My Roman holiday did not last long. I even accepted additional 4 kilograms on me as Elizabeth advised, “You have to love your muffin top“. Unfortunately, I didn’t travel to India. I don’t like walking on cows shit and meditating all day long. Forgive me, Elizabeth.
My Balinese Diary:
However, I flew to Bali. It was a sponsored trip to the popular Indonesian Island by my Sugar Daddy. My dream come true. Momondo always said that the tickets there, were out of my financial range. I accepted it. I imagined myself biking through the jungle and opening up my soul with the help of spiritual guru. I was completely out of touch with reality.
I flew there with the Emirates, of course, fancy traveling. The brutal realisation was waiting for me at the destination. My Sugar Daddy had to stay in Europe for one week more. You know, business obligations. It was only 7 days in a completely foreign culture, Elisabeth spent months here “You’ve got this“, I told myself.
Next reality check was: Bali didn’t look as I imagined. Noise, pollution, tourists, motorcycles – shortly, chaos. “How will I find myself here? How do I find peace of mind?“ I questioned myself. My daddy parked me in a middle-class hotel, how snazzy. Poor AC and sticky rice, anytime, day or night. Okay, I will stop complaining. I was on one of the most beautiful Indonesian Islands. No worries, no bonds, freedom. I spent the week on exploring the city and testing myself. I had many moments of weakness. I lost myself, I sunburned and made friends with the cockroach. I did not find peace of mind, but I survived.
He came. When I saw him at the airport I almost melted. Not because it was 35 degrees Celsius. He was so nubile. Tall, tanned, muscular, enchanting and energetic ( the list is longer). His blue-ish eyes were like the ocean on Phi Phi Islands. His mesmerising, white smile was enticing. He was a magnificent lover, passionate but not pushy. However, I could not fall in love. That was an agreement between us. Means, I could but I had to hide it. He didn’t want to be attached, he wanted to live life like there was no tomorrow. His wish was my command. I was a wonderful company in social life, in bed, and in conversation. I was open like a book. I had to, I wanted to experience unforgettable moments that will accompany me forever. Half of you are outraged now and thinking “you sold yourself”. I will explain something, I didn’t sell myself. I sold my company.

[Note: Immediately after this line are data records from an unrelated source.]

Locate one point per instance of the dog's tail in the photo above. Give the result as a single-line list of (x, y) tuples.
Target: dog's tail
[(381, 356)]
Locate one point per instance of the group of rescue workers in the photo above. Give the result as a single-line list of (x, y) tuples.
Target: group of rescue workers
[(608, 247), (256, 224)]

In the following weeks, I experienced exploration, adventure, jungle, best tuna tartare in my life and smooth life of Sugar Baby in the journey. Smart Sugar Baby. Aware of her values and grounded in her mind. What are the aims of a typical Sugar Baby on exotic holiday? Sun-kissed skin, not sunburned. Zimmermann flowy dresses (now in fashion) and delicate Hawaiian- surfer style highlights in your hair. Blissfulness, delight in the views, the liquors, and his company. Your appreciation of every special moment that thanks to him, you can experience. Aspire for more than lounging on the beach. I know that exploring “tourist heavens” is not the best entertainment but show him that studying other cultures can be interesting. Especially when you wear a mini skirt and every man turns around for you, your daddy may feel like an alpha male. It will encourage him to walk, I swear.